Originally Posted by goboatingnow
Ferro = bluewater you're having a laugh mate. The impact resistance of ferro is appalling. Dave.
No mate, it's theory vs. observation. I know about the impact resistance figures and they don't look good. That's the theory. But I've also seen the damage caused to a ferro vessel by hammering against rocks over a four day blow. That's the observation.
The entire starboard bow section was severely damaged but the boat did not sink. Anything other than metal or ferro-cement would have been holed and gone to the bottom in the first few hours or quicker.
The secret for its survival was the way it was holed and the way it leaked - and that is why I said "and maybe ferro".
What happened is that the impact crushed the hull
as the theory predicted but it didn't create a big clean hole for the water
to rush in. Instead, all the cement compound bits and pieces were largely contained within the ferro structure, and the water seeped in rather than rushed in.
And the inflow was therefore easily kept up with by the bilge
pumps. Further, because the inflow was moderated, the crew managed to stuff the wound with towels and other objects such that the inflow was virtually abated.
When conditions eased, they were able to motor
off the rocks and to the yard, where the repairs
were made. I observed these repairs
and have posted about them elsewhere on this forum. I was amazed by the simplicity and cheapness with which the repairs were made, and it was then that I first considered getting a ferro myself.
Another tale of interest... I spoke to a fellow club member
just yesterday as it happens who once owned a sistership to mine, and he told of how he picked it up for a mere $14K. It had shortly prior been sold in Adelaide to a Sydneysider for $85K and a delivery skipper
was taking it around the coast.
Seems he anchored inadvisedly outside Port Phillip Bay and went aground on rocks. Same story - it remained afloat with the same sort of seepage wound.
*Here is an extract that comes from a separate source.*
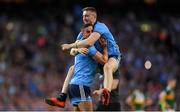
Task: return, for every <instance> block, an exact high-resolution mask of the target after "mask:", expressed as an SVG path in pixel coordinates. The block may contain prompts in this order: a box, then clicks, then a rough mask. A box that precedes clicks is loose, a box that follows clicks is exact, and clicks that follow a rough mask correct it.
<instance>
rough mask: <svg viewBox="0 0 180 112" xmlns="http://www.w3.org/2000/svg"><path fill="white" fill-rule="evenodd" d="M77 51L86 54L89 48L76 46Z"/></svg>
mask: <svg viewBox="0 0 180 112" xmlns="http://www.w3.org/2000/svg"><path fill="white" fill-rule="evenodd" d="M78 52H79V53H81V54H83V55H87V54H88V52H89V50H88V49H87V48H78Z"/></svg>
company wrote it off and the $14K bid won it for this bloke. He simply patched it with a beach sand mix, then set sail into Melbourne to fix it properly. The ferro parts
looked brand new, like it was stainless, and only needed straightening. Simple, cheap
and logical and it wasn't long before he again had an $85K boat.
For a great boatbuilding material, it's had some terrible press. And the desk engineers with their 'impact resistance' figures don't help; like the weatherman, they should try looking out the window.